On a hillside just below town – a pretty 20-minute hike or a 10-minute drive away – is the Monastery of Aghios Nikolaos (5 km south of the edge of town via Politi St or by car from the Metsovou-Aniliou Road). This is the oldest of the monasteries near Metsovo, restored by the Baron Tossizza Foundation in 1960. The frescoes are magnificent and unusual. Particularly notable, on the outside wall, is a rare depiction of the Virgin Mary nursing the infant Jesus.
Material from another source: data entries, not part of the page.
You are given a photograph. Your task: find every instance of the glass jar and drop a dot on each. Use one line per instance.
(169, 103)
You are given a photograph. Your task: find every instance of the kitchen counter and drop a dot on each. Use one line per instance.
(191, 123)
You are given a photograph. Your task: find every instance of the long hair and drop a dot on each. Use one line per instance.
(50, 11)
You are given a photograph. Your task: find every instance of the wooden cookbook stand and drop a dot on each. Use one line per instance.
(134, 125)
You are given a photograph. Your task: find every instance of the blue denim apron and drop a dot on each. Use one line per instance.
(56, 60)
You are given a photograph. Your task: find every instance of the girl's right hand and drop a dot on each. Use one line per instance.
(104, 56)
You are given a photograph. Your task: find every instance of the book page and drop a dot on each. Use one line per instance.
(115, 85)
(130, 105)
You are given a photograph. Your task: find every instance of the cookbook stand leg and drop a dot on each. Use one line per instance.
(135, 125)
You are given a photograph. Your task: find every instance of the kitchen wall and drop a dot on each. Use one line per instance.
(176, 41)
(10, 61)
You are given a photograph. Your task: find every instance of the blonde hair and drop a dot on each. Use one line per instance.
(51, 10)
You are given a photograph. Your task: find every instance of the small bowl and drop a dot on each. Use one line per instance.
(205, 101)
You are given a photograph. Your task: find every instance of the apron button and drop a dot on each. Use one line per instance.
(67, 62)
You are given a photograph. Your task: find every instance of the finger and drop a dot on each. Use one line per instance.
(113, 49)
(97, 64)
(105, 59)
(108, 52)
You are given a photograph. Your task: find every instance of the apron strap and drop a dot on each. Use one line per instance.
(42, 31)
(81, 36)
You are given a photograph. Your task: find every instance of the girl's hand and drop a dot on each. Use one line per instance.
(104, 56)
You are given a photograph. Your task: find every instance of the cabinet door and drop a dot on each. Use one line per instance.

The Imperator Winery is right next to the monastery. “We are burdened with a history that we cannot do otherwise than to continue this tradition of producing genuine and quality wines,” say the monks of Aghios Nikolaos and Votsa Monasteries, whose long association with winemaking inspired the creation of Imperator (im-votsas.gr; Tel. (+30) 694.141.5981). Although the winery was formally founded in 2017, its roots reach deep into history: an enormous wooden wine barrel preserved at the monastery dates back to the late 18th century. The monks grow a mix of international grapes (Cabernet Sauvignon, Chardonnay, Gewürztraminer, Merlot) and local varieties (Vlachiko and Vlachavona). The last two shine on their own: their rosé and blanc de noir are made entirely from Vlachiko, and Vlachanova is used to make a complex, gently tannic white. Their Lacrima white has won several awards. Tastings take place beside the monastery, in a chic room with rustic log tables and large plate glass windows that frame the dramatic mountain scenery.
Hotel Kassaros (3 Tzoumagka; Tel. (+30) 26560.418.00) offers warmth and traditional craftsmanship. Its inviting reception lounge, centered around a large fireplace, is the perfect spot to unwind after a day outdoors. The comfortable, elegantly furnished rooms all enjoy splendid mountain views. Apokentro (1 Tzoumagka; Tel. (+30) 26560.418.01) serves homestyle dishes in a rustic log-cabin setting, with unpretentious service and genuine Epirus flavors. The trattoria-style Léle (1 Vasileou Zalousi; Tel. (+30) 26560.427.42), a relative newcomer, is popular for their great pizzas and pastas.
Before leaving Metsovo, don’t forget to stop by the shops in the central square to pick up some of the town’s famous cheeses, produced at the Tossizza Foundation’s cheese factory. Their signature smoked PDO Metsovone is prized all over Greece. You’ll also find the semi-hard Metsovella, the aged Parmesan-style Rezzana Tossizza, a graviera of sheeps’ and goats’ milk, the goats’ milk Metsovisio, and a gentle Metsovou of cows’ milk.
The Anilio Park and Ski Center (Anilio; Tel. (+30) 26512.005.20) is 25 minutes east of Metsovo. There are skis, boots, snowboards, helmets and masks available for rent, and they also offer ski and snowboarding lessons. The slopes are serviced with lifts and there’s a cozy classic chalet. In warmer seasons, Anilio is a popular destination for trekking and mountain biking.
Metsovo is fantastic in any season. Autumn is a blaze of color and winter in a snowfall (you may need snow chains) is like a fairy tale. Spring brings wildflowers and clear mountain air, and in summer Metsovo offers a cool, refreshing escape from the lowland heat.